Re: kadmin: failing dump/load

2017-11-07 Thread Patrik Lundin 
On 2017-11-07 10:55:08, Patrik Lundin wrote:
> 
> Would it make sense to alter the code to also remove that most recent
> (but too old) keyset? The only functional difference of the diff below
> is the "<" to "<=" change at the bottom, but it felt like it would
> warrant a more fitting variable name as well:
> 

I now realize that this patch alone is not good enough.

Doing some more tests I noticed that if I run with this patch and do
"cpw" of an existing principal with --keepold it will instantly prune
the newly archived keyset if the "Last password change" field was
older than the maximum ticket lifetime of the keys being rotated.

The reason for this instant pruning is that
hdb_add_current_keys_to_history() called as a part of "cpw" will use the
timestamp recorded in "Last password change" as the timestamp written to
the archived keyset, and then call hdb_prune_keys() which will see this
timestamp as too old and directly discard it.
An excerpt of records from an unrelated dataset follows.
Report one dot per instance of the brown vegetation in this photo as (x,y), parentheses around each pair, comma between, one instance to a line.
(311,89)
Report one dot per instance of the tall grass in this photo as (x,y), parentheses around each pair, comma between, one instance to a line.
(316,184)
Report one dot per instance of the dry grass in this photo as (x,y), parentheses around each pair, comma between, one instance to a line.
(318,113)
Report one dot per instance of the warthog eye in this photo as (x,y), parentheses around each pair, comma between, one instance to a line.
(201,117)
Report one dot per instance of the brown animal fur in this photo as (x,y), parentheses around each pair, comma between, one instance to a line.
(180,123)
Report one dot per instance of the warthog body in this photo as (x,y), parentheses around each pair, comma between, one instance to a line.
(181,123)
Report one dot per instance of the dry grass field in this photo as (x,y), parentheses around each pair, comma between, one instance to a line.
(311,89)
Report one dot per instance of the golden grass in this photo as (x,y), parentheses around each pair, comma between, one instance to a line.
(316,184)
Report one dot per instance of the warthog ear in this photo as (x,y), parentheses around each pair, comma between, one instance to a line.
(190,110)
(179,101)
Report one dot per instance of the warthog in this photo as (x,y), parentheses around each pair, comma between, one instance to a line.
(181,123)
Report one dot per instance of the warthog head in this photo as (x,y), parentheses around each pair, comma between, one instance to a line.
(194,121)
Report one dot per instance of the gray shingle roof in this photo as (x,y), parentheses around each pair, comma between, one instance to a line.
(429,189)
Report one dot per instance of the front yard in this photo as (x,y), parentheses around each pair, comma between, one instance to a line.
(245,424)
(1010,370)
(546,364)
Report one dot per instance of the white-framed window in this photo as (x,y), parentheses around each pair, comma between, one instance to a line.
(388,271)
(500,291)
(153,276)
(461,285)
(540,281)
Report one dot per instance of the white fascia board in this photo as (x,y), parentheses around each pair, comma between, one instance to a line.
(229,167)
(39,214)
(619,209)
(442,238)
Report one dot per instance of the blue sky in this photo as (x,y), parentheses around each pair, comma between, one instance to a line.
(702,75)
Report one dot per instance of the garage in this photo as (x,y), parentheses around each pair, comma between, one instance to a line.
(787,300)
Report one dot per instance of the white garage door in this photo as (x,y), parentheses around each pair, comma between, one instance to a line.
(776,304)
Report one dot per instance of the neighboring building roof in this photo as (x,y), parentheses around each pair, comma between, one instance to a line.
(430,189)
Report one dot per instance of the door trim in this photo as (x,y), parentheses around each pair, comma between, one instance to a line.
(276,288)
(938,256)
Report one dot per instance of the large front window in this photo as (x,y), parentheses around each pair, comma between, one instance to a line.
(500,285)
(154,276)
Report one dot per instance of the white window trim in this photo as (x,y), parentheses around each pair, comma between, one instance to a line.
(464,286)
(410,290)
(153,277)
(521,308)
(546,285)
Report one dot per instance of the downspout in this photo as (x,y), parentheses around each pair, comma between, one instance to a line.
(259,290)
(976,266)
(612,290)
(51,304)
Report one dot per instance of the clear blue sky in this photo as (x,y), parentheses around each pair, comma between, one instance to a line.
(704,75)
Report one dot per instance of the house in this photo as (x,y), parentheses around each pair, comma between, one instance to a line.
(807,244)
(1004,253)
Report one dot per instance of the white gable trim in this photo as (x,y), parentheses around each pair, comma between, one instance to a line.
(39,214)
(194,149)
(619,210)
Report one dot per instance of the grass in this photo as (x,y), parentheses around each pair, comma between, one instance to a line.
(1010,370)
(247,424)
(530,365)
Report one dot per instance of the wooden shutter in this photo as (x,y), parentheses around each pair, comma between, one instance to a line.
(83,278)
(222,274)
This makes me wonder if the timestamp in an archived keyset should
reflect the "Last password change" field of the key it represents, or if
the timestamp should instead reflect the point in time that it got
archived. If the latter one makes sense that would probably make the
earlier mentioned patch work as expected since it would then reflect the
last time it could have been used to issue tickets.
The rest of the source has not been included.